BASICS TERMS OF FOOD & BEVARAGE SERVICE III
1.HOSTESS
Hostess is a
member of restaurant brigade. Duty of hostess includes taking
restaurant reservation and receiving them at the door.
2.INDIAN
BREAKFAST
It is a type of
breakfast, which includes Indian dishes such as dosha, idly, chapathi
etc. served with chutney and vegetable curries. There are two types
of Indian breakfasts viz. North Indian and South Indian.
3.LOUNGE
SERVICE
It is a type of
specialized service. Lounge service is done at the lounge of a hotel.
Items such as morning tea, afternoon tea, and alcoholic beverages are
served in the lounge. 4.MAITRE D’HOTEL
Maitre d’hotel
is the Supervisor of the a F&B outlet.
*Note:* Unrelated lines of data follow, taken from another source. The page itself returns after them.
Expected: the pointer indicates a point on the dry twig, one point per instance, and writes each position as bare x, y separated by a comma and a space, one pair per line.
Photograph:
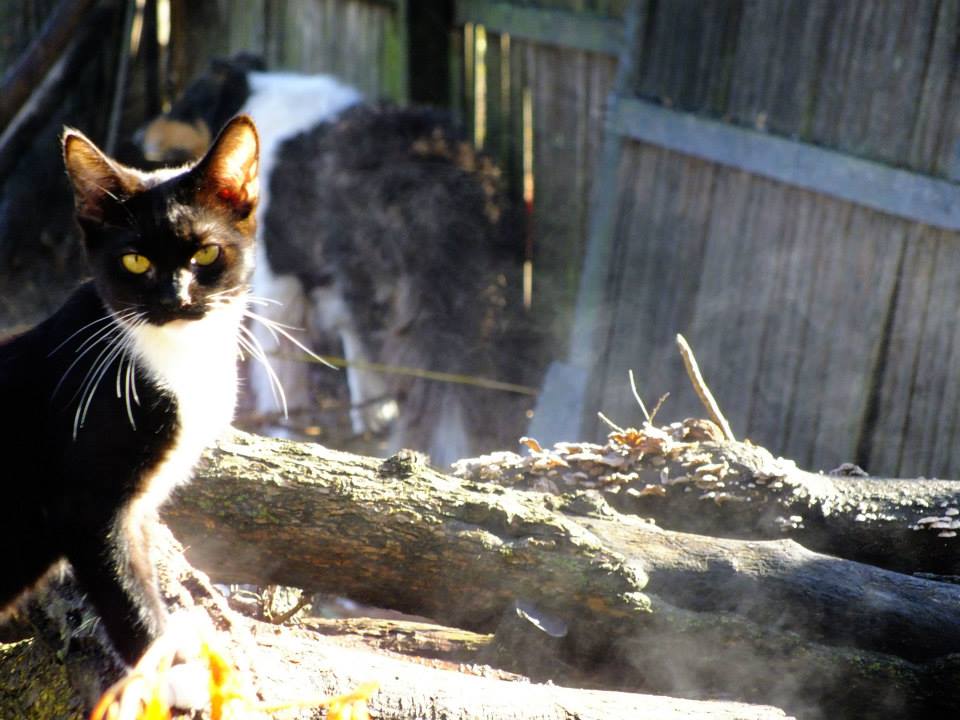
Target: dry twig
700, 386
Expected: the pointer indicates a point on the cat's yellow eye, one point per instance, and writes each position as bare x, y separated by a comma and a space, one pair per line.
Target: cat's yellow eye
207, 255
137, 264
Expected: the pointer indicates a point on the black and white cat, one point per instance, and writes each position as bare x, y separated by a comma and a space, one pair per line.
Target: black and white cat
109, 402
383, 230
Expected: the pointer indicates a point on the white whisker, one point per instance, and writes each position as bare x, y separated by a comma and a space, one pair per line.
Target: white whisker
112, 330
275, 328
253, 346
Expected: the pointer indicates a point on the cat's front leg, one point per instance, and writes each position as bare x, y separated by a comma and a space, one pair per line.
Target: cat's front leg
113, 565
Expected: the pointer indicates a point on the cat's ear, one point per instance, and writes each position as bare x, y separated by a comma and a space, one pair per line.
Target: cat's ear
227, 174
98, 182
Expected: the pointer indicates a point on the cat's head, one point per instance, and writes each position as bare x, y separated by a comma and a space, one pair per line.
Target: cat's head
171, 244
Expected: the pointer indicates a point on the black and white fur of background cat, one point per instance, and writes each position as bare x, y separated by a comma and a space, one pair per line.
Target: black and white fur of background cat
381, 229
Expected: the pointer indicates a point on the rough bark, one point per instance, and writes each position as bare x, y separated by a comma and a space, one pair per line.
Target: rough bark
281, 664
642, 606
689, 479
570, 588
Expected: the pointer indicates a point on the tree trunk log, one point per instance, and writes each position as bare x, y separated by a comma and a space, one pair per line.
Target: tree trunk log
638, 606
61, 672
689, 479
572, 589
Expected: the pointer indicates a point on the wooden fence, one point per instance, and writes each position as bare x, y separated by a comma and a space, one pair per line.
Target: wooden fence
775, 182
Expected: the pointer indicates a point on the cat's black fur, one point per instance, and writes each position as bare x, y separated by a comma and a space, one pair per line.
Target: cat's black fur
100, 414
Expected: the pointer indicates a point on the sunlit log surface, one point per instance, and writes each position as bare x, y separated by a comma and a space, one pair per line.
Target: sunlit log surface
570, 588
648, 608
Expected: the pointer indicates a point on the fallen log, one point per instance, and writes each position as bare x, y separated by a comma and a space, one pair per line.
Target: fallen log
638, 606
60, 672
688, 478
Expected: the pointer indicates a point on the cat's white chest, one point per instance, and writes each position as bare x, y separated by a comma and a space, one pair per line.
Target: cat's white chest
196, 361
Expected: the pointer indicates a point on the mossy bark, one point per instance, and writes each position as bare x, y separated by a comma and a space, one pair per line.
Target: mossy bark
640, 606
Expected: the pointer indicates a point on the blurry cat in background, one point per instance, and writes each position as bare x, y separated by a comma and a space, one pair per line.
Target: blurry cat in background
381, 228
109, 402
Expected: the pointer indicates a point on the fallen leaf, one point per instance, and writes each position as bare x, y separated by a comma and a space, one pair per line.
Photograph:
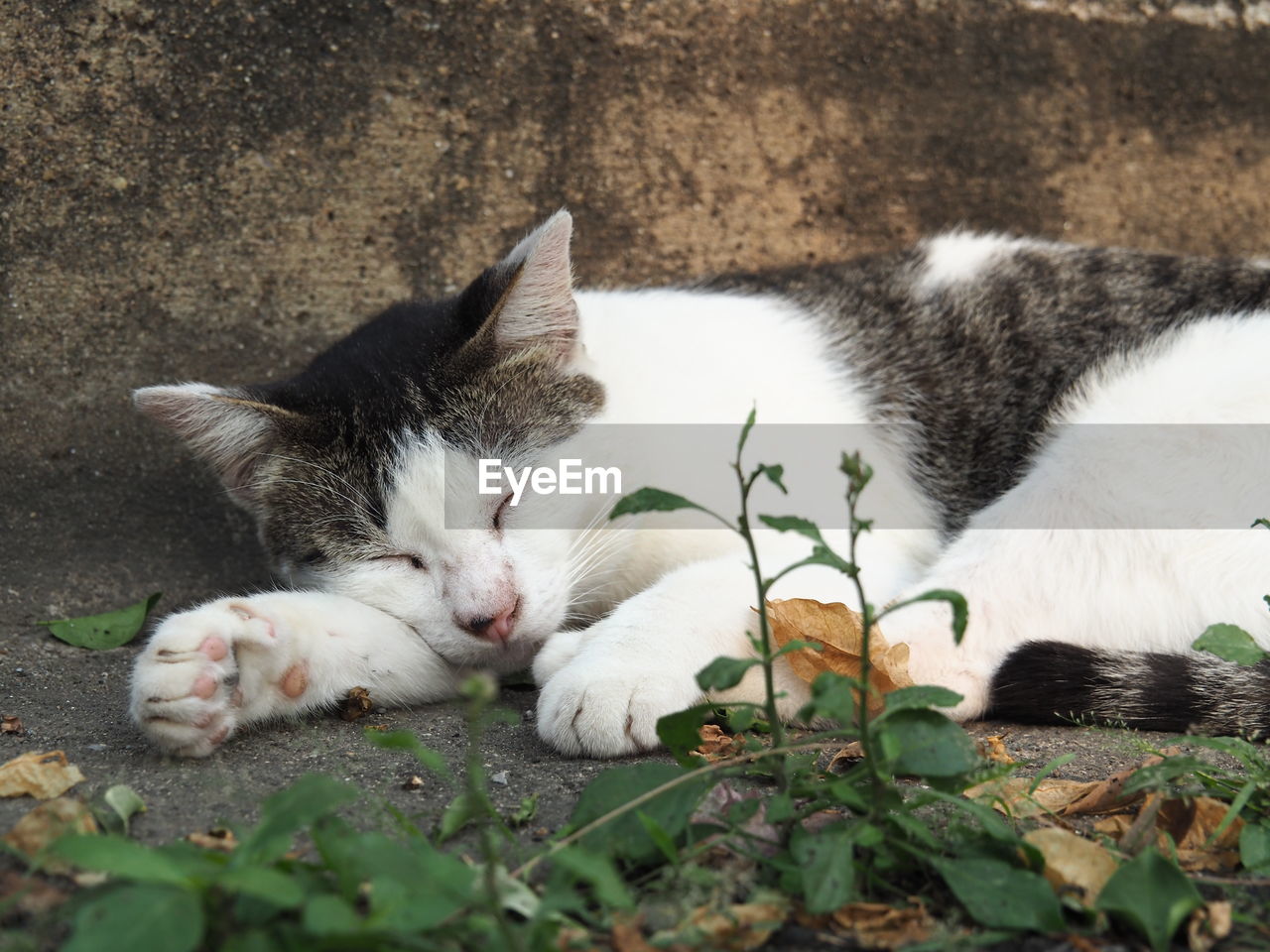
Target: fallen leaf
218, 838
104, 631
356, 705
1107, 796
1207, 925
1014, 796
878, 925
1183, 828
717, 746
846, 758
45, 824
627, 936
39, 774
1074, 866
993, 748
841, 633
737, 928
1193, 820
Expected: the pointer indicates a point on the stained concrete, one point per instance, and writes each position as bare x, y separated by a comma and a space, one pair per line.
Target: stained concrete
213, 190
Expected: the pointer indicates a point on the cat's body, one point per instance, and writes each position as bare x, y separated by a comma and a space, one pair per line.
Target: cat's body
985, 363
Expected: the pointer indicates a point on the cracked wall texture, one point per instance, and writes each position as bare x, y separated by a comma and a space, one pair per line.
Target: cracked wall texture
214, 189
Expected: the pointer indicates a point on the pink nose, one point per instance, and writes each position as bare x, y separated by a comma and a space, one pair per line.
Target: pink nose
497, 627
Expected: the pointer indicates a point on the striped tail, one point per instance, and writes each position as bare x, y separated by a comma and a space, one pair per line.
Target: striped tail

He looks after the day to
day operations of a food service outlet.
5.MENU
Menu is a list of
food and/or beverage than can be served to a guest at a price. It
helps guests to select what they would like to eat and/ or drink. It
is a document that controls and directs an outlet’s operation and
is considered the prime selling instrument.
6.MISE-EN-SCENE
It means prepare
the environment of the outlet before service. Mise-en-scene includes
preparing the restaurant welcoming, create ambience with regard to
cleanliness, furniture setting and temperature.
7.MISE-EN-PLACE
Mise-en-place
means “putting in place” and the term denotes to the preparation
of a work place for ultimate smooth service. To ensure that the
restaurant is ready for service the waiter makes sure that this
station has been efficiently prepared for service.
8.NAPKIN
Napkin is
restaurant linen. Napkin is used to decorate the table using various
folds and also used to keep on the lap of the guest to protect their
clothes during service.
9.SOMMELIER
Sommelier is the
French term for wine waiter. He is responsible for the service of all
alcoholic drinks during the service of meals, and is also a sales
person. He requires to have a thorough knowledge of beverages and
wines as food accompaniments.
10.TRANCHEUR
Trancheur is the
French term for carver. His responsibility is to carve the meat
joints in front of the guest and serve to them.